The first floor slab was poured next, followed by forming integral beams that sat on top of the walls and were also clipped into the side of the columns. The process then continued alternating pouring walls and the second floor, Lawton says. The concrete stairs were formed using block-outs. "When we formed the outside of the wall we put those block-outs in with the rebar through there so that the rebar was sticking out," he says. "Then we were able to pull the block-outs out and form our stairs."
Perhaps the most unique aspect of this project is that instead of using traditional forms, ArroDesign used fabric. The fabric forms consisted of plywood frames and double-weave nylon textile fabric sheeting. Lawton says he has used fabric for forming before, but never with such a large-scale project. This technique, he says, allows the concrete to pillow out and create a richer texture as well as interesting shapes.
Consolidation of concrete placed in fabric forms requires a little different process than normal. "We tend not to use vibrators," Lawton says. "We generally use a mid-range plasticizer, or water reducer, and we pat the fabric with our hands to consolidate."
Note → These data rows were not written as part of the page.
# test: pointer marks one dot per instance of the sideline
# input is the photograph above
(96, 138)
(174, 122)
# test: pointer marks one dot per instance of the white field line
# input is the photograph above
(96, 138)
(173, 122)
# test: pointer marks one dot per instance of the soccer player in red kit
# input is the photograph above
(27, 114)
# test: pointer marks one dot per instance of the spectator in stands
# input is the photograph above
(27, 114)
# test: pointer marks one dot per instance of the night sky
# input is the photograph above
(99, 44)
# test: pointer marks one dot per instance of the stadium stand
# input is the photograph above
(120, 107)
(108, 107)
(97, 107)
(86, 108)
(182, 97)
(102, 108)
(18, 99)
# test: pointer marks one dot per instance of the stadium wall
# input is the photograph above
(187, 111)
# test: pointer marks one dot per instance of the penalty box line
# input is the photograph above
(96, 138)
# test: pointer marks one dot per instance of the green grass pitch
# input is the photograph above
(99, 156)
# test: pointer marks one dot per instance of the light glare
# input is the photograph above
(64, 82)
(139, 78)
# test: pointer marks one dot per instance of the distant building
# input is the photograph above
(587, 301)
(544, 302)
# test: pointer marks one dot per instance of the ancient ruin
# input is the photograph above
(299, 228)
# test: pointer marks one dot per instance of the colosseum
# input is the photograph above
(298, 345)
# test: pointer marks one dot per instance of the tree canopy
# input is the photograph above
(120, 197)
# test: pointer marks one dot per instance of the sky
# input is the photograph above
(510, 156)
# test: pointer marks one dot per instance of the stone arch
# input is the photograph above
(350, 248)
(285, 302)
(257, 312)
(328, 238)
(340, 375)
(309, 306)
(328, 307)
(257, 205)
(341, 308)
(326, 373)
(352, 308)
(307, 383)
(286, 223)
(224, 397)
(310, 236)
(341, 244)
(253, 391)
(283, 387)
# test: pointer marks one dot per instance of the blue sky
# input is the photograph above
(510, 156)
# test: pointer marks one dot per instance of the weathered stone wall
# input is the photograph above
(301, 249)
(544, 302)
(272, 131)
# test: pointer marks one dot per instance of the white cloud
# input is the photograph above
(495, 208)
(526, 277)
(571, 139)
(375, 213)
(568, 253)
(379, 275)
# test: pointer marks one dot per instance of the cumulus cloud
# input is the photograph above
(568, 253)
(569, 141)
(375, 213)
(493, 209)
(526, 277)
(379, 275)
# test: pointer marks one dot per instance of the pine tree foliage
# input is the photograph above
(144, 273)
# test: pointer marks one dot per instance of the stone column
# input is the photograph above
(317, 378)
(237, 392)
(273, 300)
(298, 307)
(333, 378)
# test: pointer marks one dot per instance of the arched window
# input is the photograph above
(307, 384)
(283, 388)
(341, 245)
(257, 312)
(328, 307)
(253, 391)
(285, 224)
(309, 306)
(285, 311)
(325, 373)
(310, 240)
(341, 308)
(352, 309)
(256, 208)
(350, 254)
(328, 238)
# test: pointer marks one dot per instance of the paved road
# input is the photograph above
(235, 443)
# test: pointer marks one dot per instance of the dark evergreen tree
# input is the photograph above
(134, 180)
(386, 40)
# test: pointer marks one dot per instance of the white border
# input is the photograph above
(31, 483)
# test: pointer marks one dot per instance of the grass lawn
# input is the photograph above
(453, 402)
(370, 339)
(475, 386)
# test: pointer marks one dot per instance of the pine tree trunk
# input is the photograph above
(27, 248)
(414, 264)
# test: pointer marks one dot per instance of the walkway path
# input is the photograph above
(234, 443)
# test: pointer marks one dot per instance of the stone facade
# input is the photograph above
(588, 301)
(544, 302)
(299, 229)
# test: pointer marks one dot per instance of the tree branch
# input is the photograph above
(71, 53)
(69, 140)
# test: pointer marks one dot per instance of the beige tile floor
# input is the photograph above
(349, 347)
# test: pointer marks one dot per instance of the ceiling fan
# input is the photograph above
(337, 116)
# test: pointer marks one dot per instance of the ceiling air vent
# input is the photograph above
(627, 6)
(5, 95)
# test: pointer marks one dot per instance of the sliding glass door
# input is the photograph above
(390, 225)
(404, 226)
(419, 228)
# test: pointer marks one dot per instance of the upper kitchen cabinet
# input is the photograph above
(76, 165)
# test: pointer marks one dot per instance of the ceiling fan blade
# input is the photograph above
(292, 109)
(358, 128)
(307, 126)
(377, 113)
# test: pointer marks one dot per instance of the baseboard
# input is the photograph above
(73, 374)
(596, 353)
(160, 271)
Lawton says this reduces the liquid on the form structure as well as reduces the chances of blowouts. "It also allows the concrete to squeeze the moisture out a little bit. So it sort of acts like a pressure release," he adds.
A complicated job like this did not come without challenges. For example, Lawton had to make sure every aspect of the project stuck to the original CAD drawings. Lawton says everything about the job was complicated, but he prefers unique projects and that is why he took on this one.